TensorFlow team refines distribution strategies, releases v1.11

TensorFlow team refines distribution strategies, releases v1.11

The TensorFlow project has hit v1.11 with C, C++, and Python functions for querying kernels and support for distributed computation, though Keras fans will face a few hiccups with the latest version of the Machine Learning library.

Those using TensorFlow’s implementation of the Keras API specification will be the only ones having to deal with breaking changes in this update. Applying model.get_config() to a sequential model for example will now – consistent with other model instances – return a config dictionary instead of a config list for the layers beneath. On top of that, default values for the initialisers for tf.keras’ Random.Uniform, RandomNormal, and TruncatedNormal have been changed to mirror those in external Keras.

On the plus side, there is now support for distributing computations amongst multiple GPUs in tf.keras with fit, evaluate, and predict available. The still experimental DistributionStrategy API has been complemented with multi-worker support in the Estimator API. The latter should now work with standalone clients as well.

Talking of processing units and Keras, users interested in that sort of thing can now test an experimental tf.data integration for Keras on Google Cloud Tensor Processing Units. There’s also a preview for eager execution on those. Developers working with Nvidia GPUs and TensorFlow will find that prebuilt binaries are now built against cuDNN 7.2 and TensorRT 4, which the install guides reflect as well.

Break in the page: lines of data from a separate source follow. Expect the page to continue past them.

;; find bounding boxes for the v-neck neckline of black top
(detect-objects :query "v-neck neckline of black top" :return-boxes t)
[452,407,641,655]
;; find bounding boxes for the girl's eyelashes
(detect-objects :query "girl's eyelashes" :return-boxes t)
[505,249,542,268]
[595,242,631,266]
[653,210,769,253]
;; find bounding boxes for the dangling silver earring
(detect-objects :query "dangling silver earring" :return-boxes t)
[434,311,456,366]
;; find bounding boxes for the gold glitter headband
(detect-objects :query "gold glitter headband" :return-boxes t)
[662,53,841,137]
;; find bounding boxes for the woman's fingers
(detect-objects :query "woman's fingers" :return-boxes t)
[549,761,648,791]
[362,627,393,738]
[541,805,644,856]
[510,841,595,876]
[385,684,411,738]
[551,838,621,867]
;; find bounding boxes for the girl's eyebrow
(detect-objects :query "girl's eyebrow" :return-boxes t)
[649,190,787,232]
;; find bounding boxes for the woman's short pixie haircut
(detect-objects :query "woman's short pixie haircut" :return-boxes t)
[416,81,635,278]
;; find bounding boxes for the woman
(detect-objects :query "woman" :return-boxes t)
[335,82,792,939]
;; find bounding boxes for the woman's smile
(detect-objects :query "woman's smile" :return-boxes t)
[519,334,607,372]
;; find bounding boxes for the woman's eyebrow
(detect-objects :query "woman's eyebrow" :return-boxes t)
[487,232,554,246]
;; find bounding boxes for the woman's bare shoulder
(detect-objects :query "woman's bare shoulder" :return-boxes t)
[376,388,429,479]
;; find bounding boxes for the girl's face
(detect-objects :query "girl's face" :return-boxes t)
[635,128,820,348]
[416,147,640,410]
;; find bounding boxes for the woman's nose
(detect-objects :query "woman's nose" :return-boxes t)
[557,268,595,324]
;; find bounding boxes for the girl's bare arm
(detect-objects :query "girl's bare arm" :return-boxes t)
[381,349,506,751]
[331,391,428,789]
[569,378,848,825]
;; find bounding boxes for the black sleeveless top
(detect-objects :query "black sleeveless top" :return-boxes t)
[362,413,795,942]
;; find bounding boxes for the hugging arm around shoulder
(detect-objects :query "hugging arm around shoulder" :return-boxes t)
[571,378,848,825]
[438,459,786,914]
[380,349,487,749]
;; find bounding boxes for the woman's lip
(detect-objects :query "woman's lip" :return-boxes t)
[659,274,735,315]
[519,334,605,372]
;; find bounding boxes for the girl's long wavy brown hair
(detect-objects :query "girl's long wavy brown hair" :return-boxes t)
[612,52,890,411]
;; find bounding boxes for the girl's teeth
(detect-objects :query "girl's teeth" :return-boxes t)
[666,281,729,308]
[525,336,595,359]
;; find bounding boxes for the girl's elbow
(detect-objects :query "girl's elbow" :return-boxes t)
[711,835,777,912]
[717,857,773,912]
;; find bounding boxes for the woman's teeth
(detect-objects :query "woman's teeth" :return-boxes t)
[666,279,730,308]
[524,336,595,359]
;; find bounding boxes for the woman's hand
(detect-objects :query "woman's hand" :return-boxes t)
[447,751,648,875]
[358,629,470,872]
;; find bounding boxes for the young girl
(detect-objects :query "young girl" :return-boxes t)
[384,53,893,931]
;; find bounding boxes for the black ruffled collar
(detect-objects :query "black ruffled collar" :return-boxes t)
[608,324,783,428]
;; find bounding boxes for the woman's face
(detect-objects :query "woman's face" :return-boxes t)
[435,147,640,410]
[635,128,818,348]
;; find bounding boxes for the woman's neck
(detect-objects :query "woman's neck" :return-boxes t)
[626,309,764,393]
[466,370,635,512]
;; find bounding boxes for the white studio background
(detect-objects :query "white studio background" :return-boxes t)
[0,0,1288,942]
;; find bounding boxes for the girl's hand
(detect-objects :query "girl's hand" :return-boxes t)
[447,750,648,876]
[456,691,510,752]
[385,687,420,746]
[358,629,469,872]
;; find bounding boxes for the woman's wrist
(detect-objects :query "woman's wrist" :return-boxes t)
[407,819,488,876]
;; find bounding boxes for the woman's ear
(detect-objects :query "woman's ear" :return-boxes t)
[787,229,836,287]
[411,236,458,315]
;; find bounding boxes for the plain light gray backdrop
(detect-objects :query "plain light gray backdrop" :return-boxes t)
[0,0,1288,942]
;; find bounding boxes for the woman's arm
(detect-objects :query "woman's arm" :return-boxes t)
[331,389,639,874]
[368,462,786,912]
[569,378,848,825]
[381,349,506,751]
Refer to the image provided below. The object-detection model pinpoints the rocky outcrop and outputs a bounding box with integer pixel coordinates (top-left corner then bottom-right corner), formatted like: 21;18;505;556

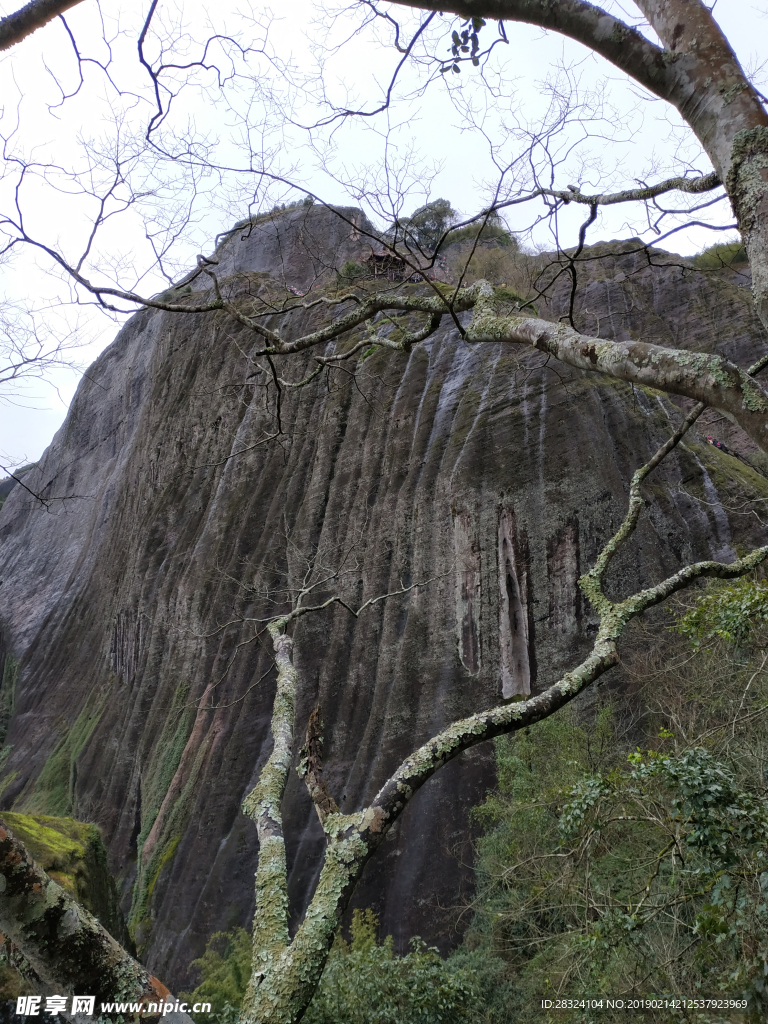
2;811;131;951
0;207;768;987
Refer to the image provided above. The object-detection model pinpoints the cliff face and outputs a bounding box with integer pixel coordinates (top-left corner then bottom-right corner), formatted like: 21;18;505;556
0;208;768;988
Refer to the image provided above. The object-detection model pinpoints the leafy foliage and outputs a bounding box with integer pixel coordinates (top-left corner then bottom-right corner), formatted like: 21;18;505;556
339;259;368;285
304;910;474;1024
452;622;768;1024
693;242;749;270
400;199;457;252
676;577;768;649
185;910;474;1024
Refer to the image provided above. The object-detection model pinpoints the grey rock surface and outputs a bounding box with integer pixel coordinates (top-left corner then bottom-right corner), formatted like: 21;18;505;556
0;208;768;990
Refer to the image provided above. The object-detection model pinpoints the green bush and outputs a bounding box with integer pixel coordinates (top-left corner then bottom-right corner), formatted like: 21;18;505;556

Besides all that, there have been efforts to make working with tf.data more straightforward, renaming the BigTable class to BigtableTable for clarity, and documenting the Cloud Bigtable API. The module tf.contrib, which contains volatile or experimental code, gets a few additions as well. Examples are experimental IndexedDatasets, Tensor and DataType classes for TensorFlow Lite Java, bitcasting to and from uint32 and uint64, a GoogleZoneProvider class to detect in which Cloud Engine zone the library runs in, and optional bucket location checks for GCS filesystems. More details can be found in the release notes.

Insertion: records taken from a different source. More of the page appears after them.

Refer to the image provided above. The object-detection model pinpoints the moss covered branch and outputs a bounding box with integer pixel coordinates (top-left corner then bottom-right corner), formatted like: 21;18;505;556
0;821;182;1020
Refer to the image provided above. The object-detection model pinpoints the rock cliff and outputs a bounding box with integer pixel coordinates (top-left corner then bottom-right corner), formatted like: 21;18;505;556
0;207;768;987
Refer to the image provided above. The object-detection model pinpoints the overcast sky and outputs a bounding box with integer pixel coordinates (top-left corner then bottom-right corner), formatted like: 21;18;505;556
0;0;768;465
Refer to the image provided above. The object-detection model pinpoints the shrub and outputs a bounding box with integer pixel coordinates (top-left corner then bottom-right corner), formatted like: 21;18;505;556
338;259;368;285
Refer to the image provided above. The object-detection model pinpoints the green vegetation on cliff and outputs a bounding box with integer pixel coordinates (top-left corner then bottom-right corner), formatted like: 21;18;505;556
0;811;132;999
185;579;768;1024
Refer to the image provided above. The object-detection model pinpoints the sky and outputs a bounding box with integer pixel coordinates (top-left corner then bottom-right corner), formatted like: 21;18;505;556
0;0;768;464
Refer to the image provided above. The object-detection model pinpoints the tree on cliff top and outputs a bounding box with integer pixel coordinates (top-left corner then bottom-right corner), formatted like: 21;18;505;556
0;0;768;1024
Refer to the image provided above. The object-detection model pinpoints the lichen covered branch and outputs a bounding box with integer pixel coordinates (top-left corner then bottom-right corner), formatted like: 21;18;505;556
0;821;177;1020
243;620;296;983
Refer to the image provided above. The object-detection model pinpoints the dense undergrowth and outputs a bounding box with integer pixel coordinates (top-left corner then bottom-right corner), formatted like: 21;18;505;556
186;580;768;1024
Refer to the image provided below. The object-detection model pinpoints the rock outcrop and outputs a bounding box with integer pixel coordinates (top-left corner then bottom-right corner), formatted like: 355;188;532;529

As the team already mentioned in the notes accompanying the last release, TensorFlow dropped cmake support with this version. Windows builds of the library will now be done using Bazel.

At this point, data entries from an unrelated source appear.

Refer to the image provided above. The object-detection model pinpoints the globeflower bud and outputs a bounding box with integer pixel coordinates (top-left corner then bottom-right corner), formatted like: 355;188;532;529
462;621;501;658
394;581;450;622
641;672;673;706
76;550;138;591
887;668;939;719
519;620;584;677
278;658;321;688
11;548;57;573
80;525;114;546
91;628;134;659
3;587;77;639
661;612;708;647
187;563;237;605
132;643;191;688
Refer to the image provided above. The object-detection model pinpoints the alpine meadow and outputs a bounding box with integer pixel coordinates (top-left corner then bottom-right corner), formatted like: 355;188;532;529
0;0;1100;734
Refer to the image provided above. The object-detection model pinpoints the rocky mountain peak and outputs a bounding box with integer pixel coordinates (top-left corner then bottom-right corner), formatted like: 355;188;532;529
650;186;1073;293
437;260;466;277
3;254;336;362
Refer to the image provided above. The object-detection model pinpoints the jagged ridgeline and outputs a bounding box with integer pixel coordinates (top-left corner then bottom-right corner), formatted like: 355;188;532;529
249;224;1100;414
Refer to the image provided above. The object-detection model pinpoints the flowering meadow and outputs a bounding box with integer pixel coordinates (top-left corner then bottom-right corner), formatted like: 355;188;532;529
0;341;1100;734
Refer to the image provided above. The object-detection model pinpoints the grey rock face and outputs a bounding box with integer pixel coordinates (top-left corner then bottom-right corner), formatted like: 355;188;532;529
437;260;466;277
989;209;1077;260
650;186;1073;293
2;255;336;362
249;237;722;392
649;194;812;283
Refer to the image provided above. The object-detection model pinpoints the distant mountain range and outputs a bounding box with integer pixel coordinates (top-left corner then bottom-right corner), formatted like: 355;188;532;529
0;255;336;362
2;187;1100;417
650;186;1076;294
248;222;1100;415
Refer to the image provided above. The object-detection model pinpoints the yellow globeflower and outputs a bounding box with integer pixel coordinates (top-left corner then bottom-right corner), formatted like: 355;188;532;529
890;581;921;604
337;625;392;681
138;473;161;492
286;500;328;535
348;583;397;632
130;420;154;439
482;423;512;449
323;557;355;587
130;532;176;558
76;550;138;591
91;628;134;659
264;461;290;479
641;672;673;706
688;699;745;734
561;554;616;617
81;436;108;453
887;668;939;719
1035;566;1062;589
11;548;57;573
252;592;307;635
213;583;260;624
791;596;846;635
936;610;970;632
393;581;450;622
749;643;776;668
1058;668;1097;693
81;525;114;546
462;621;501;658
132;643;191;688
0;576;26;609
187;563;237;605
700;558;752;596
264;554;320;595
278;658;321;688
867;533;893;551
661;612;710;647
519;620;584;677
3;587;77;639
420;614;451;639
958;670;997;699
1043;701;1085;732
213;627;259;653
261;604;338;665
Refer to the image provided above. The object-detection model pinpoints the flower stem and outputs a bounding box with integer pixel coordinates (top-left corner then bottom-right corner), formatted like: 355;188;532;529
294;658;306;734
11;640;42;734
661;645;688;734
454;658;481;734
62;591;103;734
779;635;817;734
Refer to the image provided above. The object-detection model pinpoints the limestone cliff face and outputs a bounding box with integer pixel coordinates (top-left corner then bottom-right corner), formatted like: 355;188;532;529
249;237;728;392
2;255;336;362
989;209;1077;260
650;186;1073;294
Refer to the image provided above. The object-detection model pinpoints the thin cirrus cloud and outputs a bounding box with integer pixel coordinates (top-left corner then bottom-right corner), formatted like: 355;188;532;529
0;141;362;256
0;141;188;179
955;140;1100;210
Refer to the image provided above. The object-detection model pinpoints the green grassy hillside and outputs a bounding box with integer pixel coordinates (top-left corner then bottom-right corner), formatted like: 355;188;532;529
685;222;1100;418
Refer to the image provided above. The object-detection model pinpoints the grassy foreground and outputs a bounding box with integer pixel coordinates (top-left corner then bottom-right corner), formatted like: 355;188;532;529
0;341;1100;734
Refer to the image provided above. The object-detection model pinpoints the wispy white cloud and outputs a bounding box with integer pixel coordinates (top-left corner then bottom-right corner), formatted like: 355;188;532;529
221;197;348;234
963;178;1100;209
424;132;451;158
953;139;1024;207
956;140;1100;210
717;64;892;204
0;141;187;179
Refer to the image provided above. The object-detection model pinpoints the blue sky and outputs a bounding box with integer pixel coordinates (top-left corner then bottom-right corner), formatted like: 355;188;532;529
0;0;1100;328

TensorFlow is an Apache-2-licensed library for numerical computation which was developed at Google. It uses data flow graphs and is popular for use cases involving Machine Learning. At the moment there are stable APIs for Python and C. There is also support for languages like C++, Go, Java, JavaScript, and Swift, although backwards compatibility for the associated programming interfaces isn’t guaranteed.